A Streetcar Named Desire – 1951

Screenplay by Tennessee Williams
Adaptation by Oscar Saul
Based on his original play: “A Streetcar Named Desire” Tennessee Williams

Directed by Elia Kazan

Notable Cast
Vivien Leigh
Marlon Brando
Kim Hunter
Karl Malden

Academy Awards – 9 nominations/ 4 wins

On Lists
•    1001 Films
•    #47 AFI Top 100 ‘07
•    #45 AFI Top 100 ‘98
•    #19 AFI 25 Greatest Film Scores
•    1999 Addition to National Film Registry

Playing Where?

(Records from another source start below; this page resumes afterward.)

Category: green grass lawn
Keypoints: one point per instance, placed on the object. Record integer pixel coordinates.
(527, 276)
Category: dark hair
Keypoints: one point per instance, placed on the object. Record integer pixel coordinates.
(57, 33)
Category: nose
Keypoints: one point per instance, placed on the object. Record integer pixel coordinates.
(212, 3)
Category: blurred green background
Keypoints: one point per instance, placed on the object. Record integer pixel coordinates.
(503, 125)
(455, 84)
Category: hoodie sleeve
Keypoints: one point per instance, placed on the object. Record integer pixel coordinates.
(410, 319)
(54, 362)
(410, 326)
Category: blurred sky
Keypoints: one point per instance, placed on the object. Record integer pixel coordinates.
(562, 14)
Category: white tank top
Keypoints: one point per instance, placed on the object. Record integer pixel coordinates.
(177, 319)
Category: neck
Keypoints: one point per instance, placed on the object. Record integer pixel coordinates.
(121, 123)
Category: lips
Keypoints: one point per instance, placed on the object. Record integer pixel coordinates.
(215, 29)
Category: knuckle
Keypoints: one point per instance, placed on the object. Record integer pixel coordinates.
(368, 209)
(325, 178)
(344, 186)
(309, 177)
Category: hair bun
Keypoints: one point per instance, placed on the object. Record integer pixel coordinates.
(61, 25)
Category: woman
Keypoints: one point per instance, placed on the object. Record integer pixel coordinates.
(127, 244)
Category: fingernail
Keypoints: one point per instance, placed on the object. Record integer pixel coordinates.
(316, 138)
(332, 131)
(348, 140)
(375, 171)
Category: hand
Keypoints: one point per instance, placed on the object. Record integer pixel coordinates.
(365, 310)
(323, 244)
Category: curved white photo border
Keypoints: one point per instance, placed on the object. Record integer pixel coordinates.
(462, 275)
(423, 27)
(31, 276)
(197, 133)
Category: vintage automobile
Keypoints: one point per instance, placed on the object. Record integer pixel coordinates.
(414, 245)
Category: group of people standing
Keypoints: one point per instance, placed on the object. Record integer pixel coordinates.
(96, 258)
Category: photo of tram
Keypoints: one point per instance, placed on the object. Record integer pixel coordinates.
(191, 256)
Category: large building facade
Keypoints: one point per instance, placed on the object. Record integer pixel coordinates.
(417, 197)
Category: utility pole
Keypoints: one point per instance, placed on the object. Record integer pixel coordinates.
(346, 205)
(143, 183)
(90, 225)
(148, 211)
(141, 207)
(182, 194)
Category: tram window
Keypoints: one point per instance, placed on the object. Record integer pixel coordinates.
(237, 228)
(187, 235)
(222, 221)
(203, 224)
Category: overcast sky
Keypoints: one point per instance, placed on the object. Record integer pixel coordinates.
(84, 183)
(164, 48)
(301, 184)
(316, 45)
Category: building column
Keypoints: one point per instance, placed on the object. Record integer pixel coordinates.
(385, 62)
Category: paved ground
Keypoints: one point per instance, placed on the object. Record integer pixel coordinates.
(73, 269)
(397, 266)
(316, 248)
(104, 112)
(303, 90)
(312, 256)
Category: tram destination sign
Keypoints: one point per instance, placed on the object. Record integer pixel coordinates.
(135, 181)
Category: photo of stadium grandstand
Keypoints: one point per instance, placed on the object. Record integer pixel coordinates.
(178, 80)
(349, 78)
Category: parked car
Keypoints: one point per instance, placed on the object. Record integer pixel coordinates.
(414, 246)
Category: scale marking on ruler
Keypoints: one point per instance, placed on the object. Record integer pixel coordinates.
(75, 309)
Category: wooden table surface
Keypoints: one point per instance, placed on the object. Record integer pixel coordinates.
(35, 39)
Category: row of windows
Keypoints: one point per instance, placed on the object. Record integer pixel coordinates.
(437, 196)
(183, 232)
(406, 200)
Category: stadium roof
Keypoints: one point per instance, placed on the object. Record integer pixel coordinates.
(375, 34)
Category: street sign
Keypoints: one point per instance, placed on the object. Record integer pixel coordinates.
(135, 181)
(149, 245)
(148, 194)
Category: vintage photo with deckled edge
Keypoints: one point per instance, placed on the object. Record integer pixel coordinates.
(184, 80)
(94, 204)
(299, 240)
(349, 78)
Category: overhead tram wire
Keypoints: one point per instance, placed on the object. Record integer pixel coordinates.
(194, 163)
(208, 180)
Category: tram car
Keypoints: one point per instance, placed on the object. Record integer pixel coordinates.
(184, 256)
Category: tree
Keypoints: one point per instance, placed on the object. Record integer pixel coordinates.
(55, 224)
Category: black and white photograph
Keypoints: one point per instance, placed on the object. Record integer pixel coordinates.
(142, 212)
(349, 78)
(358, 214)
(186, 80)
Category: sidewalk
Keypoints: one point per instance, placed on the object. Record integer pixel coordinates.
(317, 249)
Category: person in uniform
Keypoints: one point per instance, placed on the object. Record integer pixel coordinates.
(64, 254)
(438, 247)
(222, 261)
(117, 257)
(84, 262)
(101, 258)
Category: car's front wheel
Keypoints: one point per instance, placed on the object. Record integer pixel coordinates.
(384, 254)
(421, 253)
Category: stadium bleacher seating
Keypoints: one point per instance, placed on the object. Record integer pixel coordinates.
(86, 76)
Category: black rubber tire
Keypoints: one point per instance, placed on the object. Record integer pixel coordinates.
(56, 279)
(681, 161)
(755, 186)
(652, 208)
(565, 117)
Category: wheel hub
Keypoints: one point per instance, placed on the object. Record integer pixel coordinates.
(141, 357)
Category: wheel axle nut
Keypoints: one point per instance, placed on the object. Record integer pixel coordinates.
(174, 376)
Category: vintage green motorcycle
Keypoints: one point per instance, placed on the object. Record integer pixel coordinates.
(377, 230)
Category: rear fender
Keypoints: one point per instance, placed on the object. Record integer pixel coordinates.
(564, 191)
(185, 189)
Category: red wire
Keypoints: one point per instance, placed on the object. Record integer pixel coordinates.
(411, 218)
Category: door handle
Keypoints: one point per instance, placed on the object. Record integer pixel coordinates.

Amazon, iTunes, Netflix DVD, Vudu

One of Tennessee Williams’ finest, with superb film direction by very same director of the Broadway play Elia Kazan. At the end of her rope, Blanche DuBois (Vivien Leigh) moves in with her sister Stella (Kim Hunter) and brother-in-law (Marlon Brando) then … complications arise.

Casablanca – 1942

Written by Julius J. Epstein, Philip G. Epstein, Howard Koch
Directed by Michael Curtiz

Notable Cast
Humphrey Bogart
Ingrid Bergman
Paul Henreid
Claude Rains
Conrad Veidt
Sydney Greenstreet
Peter Lorre

Academy Awards – 8 nominations/ 3 wins

On Lists
•    1001 Films
•    #3 AFI Top 100 ‘07
•    #2 AFI Top 100 ‘98
•    #32 AFI 100 Most Inspiring
•    #1 WGA 101 Greatest
•    1989 Addition to National Film Registry

Playing Where? Amazon, Flixster, iTunes, Netflix DVD, Vudu

As political thrillers go, they don’t get any better than this. Jilted American ex-pat and political neutral Rick Blaine (Bogart) runs a nightclub and casino in Vichy French and German occupied Casablanca. After obtaining transport papers from Signor Ugarte (Lorre), his jilter, Ilsa Lund (Bergman) shows up with her husband fugitive Czech Resistance leader Victor Laszlo (Henreid ) looking for a way to escape the Nazi’s.

Taxi Driver – 1976

Written by Paul Schrader
Directed by Martin Scorsese

Notable Cast
Robert De Niro
Jodie Foster
Harvey Keitel
Cybill Shepherd
Albert Brooks
Peter Boyle

Academy Awards – 4 nominations/ 0 wins

On Lists
•    1001 Films
•    #52 AFI Top 100 ‘07
•    #47 AFI Top 100 ‘98
•    #32 AFI 100 Most Inspiring
•    #43 WGA 101 Greatest
•    1994 Addition to National Film Registry

Playing Where? Amazon, Flixster, iTunes, Netflix DVD, Vudu

In all candor, I did not get this one. I find Vietnam related pieces hard to grasp. But, it is a classic and has wonderful cinematography of 1970’s New York. De Niro play Travis Bickle a Vietnam Vet who drives a cab at night and is disgusted by the world and saves Iris, a teenage prostitute played by a then 13-year-old Jodie Foster. I probably have to watch this again.

I hope you like this week’s selections. Let me know what you think.